Brest-Litovsk 2.0
La ratonera de Kiev
Cambian las tornas
El deportador que no pudo con Zhukov
La sociedad Beria-Malenkov
A barrer mingrelianos
Movimientos orquestales en la cumbre
El ataque
El nuevo Beria
La cagada en la RDA
Una detención en el alambre
Coda
Así las cosas, el 7 de julio el Comité aprobó por unanimidad la expulsión de Beria del Partido y el inicio de un juicio por sus crímenes. También se expulsó a Bogdan Kobulov y Sergei Goglidze de su condición de miembros candidatos del Comité Central. Semen Ignatiev fue nombrado miembro de pleno derecho (lo que suponía perdonarle el pecadillo de haber montado el caso de los doctores) y Zhukov pasó de candidato a miembro pleno. La resolución se concretó en una carta secreta a otros organismos inferiores del Partido en la que se decía de Beria: trató de promover su propio poder a base de desacreditar a sus camaradas en el liderazgo; trató de colocar la MVD por encima del Partido; ordenó a la MVD, sin conocimiento del Partido, que fabricase acusaciones de miembros del Partido; trató de fomentar la animosidad y la hostilidad entre grupos nacionales; trató de impulsar a la RDA fuera de la senda del socialismo y convertirla en un Estado burgués; trató de establecer relaciones personales con Tito y Rankovic en Yugoslavia; y, en 1919, había servido como un espía para el servicio de inteligencia del Musavat, hurtándole esta información después al Partido.
De lo que no hay crónicas es de la cantidad de cuadros del Partido que, al recibir esta carta, dirían: “¡Anda! O sea que, todo esto, ¿era delito?”
Tres días después, Pravda informó de la resolución adoptada por el Comité Central “recientemente”, así como de que el Presidium también había cesado a Beria de sus cargos ministeriales y había trasladado el caso al Supremo, sin más datos sobre los cargos. Al día siguiente, el periódico editorializó sobre la materia apoyando la iniciativa y citando las muchas adhesiones ya producidas en los diferentes órganos y organillos territoriales del Partido. El 16 de julio, el periódico aprovechó una noticia sobre la materia para trasladar la idea de que el Ejército estaba como un solo hombre detrás de las decisiones del Partido.
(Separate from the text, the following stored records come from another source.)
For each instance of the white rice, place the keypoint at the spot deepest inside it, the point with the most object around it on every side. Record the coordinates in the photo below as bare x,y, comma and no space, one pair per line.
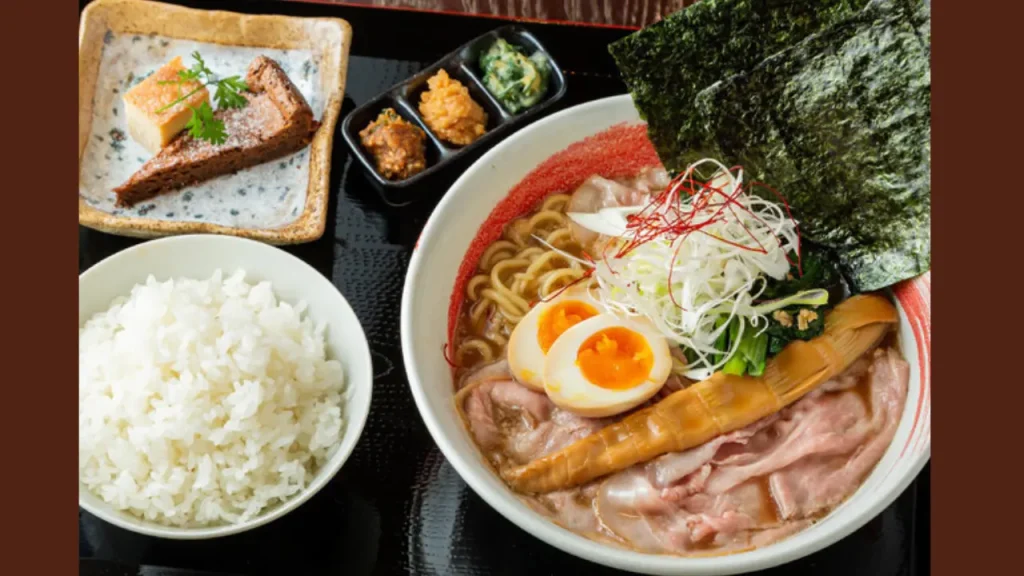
204,402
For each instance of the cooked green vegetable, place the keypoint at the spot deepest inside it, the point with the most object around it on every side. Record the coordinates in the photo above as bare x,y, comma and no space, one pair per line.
839,122
517,81
752,354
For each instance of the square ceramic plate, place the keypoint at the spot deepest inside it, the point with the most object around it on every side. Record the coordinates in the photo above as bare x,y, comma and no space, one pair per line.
256,203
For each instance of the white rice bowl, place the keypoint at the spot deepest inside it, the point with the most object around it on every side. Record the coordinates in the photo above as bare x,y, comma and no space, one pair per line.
205,402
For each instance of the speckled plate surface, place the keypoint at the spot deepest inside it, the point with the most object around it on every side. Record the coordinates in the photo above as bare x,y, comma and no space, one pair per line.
280,202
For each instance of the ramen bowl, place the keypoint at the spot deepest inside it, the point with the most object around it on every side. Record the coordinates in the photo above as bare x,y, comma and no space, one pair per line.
556,153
Esta cautela era en gran parte innecesaria, pues si una institución de la URSS estuvo encantada de ver a Beria morder el polvo, ésa fue el Ejército. El Partido y el gobierno ya eran otra cosa; especialmente fuera de Moscú, donde la política de comprensión hacia las nacionalidades había ganado muchos adeptos. Por eso, Khruschev cursó orden de que en toda la URSS se celebrasen reuniones para explicar los crímenes de Beria. En algunos “barrios” de la Unión, estas reuniones no debieron de ser fáciles. Muchos trabajadores, sobre todo en el Cáucaso, consideraban que el delito de Beria era ser nacionalista. Y no cabe culparles pues, al fin y al cabo, habían mamado décadas de acusaciones sin prueba alguna, y no tenían por qué creer que con Khruschev y Malenkov las cosas iban a ser diferentes.
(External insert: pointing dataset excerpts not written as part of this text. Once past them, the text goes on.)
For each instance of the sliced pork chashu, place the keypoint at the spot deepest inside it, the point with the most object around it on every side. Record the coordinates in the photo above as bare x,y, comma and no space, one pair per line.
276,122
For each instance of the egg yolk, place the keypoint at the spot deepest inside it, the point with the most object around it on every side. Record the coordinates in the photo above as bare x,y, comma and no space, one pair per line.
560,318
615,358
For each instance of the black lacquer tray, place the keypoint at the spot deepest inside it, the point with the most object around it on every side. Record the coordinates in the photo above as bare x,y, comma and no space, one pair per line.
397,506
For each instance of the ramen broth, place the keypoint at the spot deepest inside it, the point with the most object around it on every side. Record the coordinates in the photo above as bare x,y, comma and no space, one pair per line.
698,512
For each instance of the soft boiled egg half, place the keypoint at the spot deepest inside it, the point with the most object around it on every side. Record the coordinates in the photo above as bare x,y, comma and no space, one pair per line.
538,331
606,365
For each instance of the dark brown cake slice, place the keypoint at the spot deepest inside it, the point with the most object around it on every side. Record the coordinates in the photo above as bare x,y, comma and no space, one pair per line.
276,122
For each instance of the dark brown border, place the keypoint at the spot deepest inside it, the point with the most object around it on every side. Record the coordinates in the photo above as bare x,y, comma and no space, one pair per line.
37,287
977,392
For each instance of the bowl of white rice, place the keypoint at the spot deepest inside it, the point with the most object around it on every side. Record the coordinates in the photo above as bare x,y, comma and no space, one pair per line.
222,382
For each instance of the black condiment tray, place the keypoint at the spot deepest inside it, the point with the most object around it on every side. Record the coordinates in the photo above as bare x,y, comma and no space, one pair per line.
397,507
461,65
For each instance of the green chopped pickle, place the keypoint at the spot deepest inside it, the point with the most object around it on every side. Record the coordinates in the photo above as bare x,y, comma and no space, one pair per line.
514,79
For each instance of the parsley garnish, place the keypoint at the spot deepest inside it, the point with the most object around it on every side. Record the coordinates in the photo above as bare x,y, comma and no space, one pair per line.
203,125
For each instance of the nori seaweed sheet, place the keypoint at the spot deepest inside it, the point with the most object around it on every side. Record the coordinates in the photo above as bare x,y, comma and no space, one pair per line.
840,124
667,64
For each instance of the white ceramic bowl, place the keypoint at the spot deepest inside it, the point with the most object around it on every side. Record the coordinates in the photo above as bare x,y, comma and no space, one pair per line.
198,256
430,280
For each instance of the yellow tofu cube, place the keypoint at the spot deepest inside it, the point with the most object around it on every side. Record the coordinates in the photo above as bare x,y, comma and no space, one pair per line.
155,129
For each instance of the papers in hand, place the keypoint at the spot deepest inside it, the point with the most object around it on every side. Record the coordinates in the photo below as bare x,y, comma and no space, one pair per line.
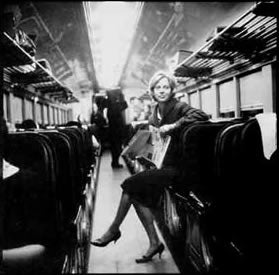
147,147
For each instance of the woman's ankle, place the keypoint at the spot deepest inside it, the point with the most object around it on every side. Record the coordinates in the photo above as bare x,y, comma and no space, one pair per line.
113,229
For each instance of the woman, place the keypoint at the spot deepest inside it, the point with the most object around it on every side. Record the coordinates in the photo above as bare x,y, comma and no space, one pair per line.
143,190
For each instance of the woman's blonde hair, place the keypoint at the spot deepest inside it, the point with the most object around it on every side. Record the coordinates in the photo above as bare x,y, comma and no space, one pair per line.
157,77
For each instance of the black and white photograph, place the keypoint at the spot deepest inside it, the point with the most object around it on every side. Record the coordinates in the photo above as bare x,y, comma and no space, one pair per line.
138,137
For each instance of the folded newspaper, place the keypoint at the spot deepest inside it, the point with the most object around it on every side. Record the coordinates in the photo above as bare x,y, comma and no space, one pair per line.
146,148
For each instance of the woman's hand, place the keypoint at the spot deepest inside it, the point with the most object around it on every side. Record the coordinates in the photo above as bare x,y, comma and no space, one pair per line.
165,129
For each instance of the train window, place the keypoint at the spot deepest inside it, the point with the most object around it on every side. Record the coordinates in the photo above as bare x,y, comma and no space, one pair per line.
250,113
194,100
45,114
228,114
208,101
58,115
28,109
227,99
39,113
51,120
253,89
54,115
17,109
5,106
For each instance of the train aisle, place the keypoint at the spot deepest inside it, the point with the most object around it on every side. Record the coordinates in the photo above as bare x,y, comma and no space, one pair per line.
120,257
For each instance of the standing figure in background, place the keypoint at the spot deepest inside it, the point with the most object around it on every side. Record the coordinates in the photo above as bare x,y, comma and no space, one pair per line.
116,106
98,123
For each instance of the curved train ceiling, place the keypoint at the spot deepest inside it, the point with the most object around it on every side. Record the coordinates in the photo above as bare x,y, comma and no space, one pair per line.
164,28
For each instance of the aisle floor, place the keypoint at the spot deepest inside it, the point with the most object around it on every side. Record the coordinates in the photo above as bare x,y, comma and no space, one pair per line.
120,257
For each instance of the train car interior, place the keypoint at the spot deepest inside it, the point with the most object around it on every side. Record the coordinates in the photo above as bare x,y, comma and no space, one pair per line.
75,94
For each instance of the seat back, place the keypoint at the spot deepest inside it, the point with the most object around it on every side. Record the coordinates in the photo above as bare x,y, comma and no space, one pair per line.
32,212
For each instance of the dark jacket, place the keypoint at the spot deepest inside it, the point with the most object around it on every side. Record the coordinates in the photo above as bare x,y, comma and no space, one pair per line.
182,115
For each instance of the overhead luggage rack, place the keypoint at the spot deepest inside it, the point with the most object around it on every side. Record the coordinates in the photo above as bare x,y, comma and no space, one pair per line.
35,75
251,39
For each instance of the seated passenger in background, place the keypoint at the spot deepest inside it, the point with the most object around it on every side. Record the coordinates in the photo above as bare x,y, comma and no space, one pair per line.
144,190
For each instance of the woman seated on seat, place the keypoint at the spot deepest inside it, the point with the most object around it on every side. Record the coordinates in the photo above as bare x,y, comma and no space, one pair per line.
143,190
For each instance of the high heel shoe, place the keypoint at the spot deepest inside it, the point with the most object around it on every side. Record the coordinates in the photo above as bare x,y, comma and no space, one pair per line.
103,241
147,258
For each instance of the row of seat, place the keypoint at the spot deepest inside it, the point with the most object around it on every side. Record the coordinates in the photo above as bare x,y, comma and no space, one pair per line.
52,195
213,219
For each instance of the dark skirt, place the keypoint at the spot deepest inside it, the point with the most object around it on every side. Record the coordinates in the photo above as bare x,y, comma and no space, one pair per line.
147,187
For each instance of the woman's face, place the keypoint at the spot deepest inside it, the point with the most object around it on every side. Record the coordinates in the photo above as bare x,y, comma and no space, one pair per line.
162,90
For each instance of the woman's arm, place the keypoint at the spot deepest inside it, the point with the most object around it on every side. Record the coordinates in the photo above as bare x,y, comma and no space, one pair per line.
188,116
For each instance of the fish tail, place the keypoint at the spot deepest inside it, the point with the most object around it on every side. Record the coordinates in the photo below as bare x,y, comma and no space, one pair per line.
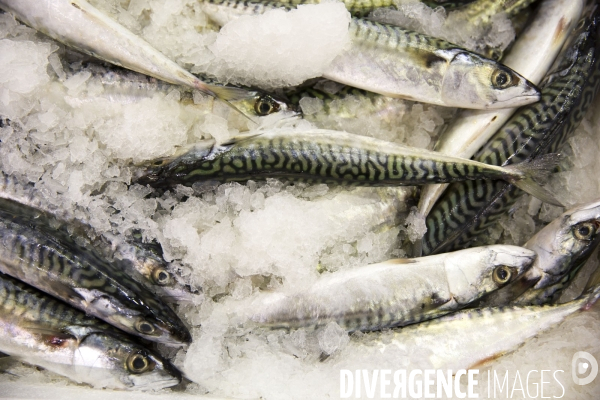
536,170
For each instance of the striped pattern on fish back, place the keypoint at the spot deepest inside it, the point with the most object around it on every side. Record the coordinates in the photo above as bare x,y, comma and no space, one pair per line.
336,159
29,249
358,8
468,209
23,303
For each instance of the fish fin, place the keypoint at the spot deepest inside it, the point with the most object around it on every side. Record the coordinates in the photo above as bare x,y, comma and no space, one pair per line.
591,295
229,93
236,139
536,170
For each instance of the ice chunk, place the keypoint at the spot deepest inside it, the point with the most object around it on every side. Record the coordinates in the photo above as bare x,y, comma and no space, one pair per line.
267,49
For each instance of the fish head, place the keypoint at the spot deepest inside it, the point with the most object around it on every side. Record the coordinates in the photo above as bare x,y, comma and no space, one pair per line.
261,104
475,82
565,243
474,272
164,171
112,361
Al fin y a la postre, los conspiradores habrían de beneficiarse de que la URSS que había diseñado Vladimiro Lenin era una canción de ABBA: el ganador siempre se lo llevaba todo. Según los servicios de inteligencia occidentales, la calle soviética, al principio, se angustió; todo el mundo hablaba de una especie de golpe militar que se vería seguido de un tsunami de purgas. Cuando comprobaron que eso no pasaba, los Ivanes Soviético reaccionaron con la lógica indiferencia de que el detenido, al fin y al cabo, no fuese sino uno más de la elite que los gobernaba desde posiciones muy alejadas de su vida diaria. En Georgia, la gente calló, temerosa de significarse. Pero Beria quedó ahí, en el inconsciente colectivo, y meses después, en 1956, cuando hubo manifestaciones contra el mando de Moscú, los retratos de Stalin, y también de Beria, habrían de salir a las calles.
El primer ministro georgiano, Bakradze, lideró la campaña anti Beria, asumiendo el informe sobre sus crímenes que se presentó en una sesión conjunta del Comité Central de Georgia y de la ciudad de Tibilisi (13 y 14 de julio de 1953). Todos los hombres colocados por Beria, como Mirtskhulava, Baramiia, Sturua o Zodelava, tomaron la palabra para decir que siempre había sido un cabrón. Fueron, de hecho, recompensados sobreviviendo en los escalones de poder de la MVD que, de hecho, purgaron eficientemente de los elementos que eran como ellos. El pleno cesó del Comité georgiano a Mamulov y a Dekanozov y, en un claro guiño al Ejército, nombró miembro al general Pavel Ivanovitch Efimov.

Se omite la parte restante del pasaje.